Fate

I went through my father's (or what used to be his because it's mine now) stamp and first day covers (FDCs) collection this afternoon.
I must say, I'm pretty amazed by what he's managed to collect over the years.
Stamps from every conceivable corner of the world and FDCs of events that have earned a place in our history books.
Hell, he's even got one commemorating man's first landing on the moon!

However, what caught my attention was not the philatelic wealth before me,
but rather an odd fingerprint stamped across a very old stamp from the days when the Japanese occupied Malaya.
It caught my attention because like me, my father is very meticulous with his "treasures"
and isn't one to have held his stamps with his bare hands
- yes, he uses tweezers, which is the proper thing to do.

It didn't take me long, however, to realise that these were the prints of a very mischievous seven-year-old
secretly flipping through her father's stamp album while eating chocolate.
You see, her father kept them in a really high cupboard and forbade her to touch them,
for reasons that probably are quite obvious.
And what we can't have, we always want.

My father caught me red handed that day and told me that in time, all of them would be mine.
After all, he couldn't take them to his grave now, could he?
However, till that day came, I'd have to learn how to take care of them.

He taught me how to sieve the good stamps from the bad (damaged perforations, crossed out by over-zealous postmen);
how to appreciate postmarks (yes, he collects them too);
how to float the envelopes in the water just long enough for them to come off but not enough to get them soggy and fade away the prints;
how to take them out of the water and dry them ever so delicately;
and how to keep them in the albums ever so gently.
If this sounds tedious, it's because it was.
But it prepared me for what I have now - a set collected with equally painstaking efforts by my father over three decades.

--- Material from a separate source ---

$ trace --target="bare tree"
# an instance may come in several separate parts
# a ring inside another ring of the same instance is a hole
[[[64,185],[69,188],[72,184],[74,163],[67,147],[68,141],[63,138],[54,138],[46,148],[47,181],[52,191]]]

Like everything that happens around us,
you never really know why certain things happen until you look at the sequence of events years later in retrospect.

Everytime I break up, I learn what to look for in a man.
Everytime I am stabbed in the back by friends I hold close to my heart (and considering most of them are girls, it happens quite lot),
I learn how to appreciate those around me which haven't done so yet.
Everytime I fall, I learn how to pick myself up and continue walking with my sights set ahead;
because if you keep looking back at where you fell, you're only just going to fall into another hole straight ahead.
I don't believe in giving myself excuses.
If I make a mistake, I wallow in a little self-pity, deal with it, and move on.

I believe I was graced with certain disadvantages and certain imperfections so that I may enjoy whatever was right in my life.
I believe I was made to work for whatever I have so that I may not take whatever is around me for granted;
so that when I go out into this world on my own, I do not assume that everything will fall onto my lap at a snap of my fingers.

I believe that everything happens for a purpose.
I believe that like my father guided me through my philatelic journey, my Father guides me through my Life journey.

The seven-year-old has grown up now. And she won't stain her father's stamps anymore.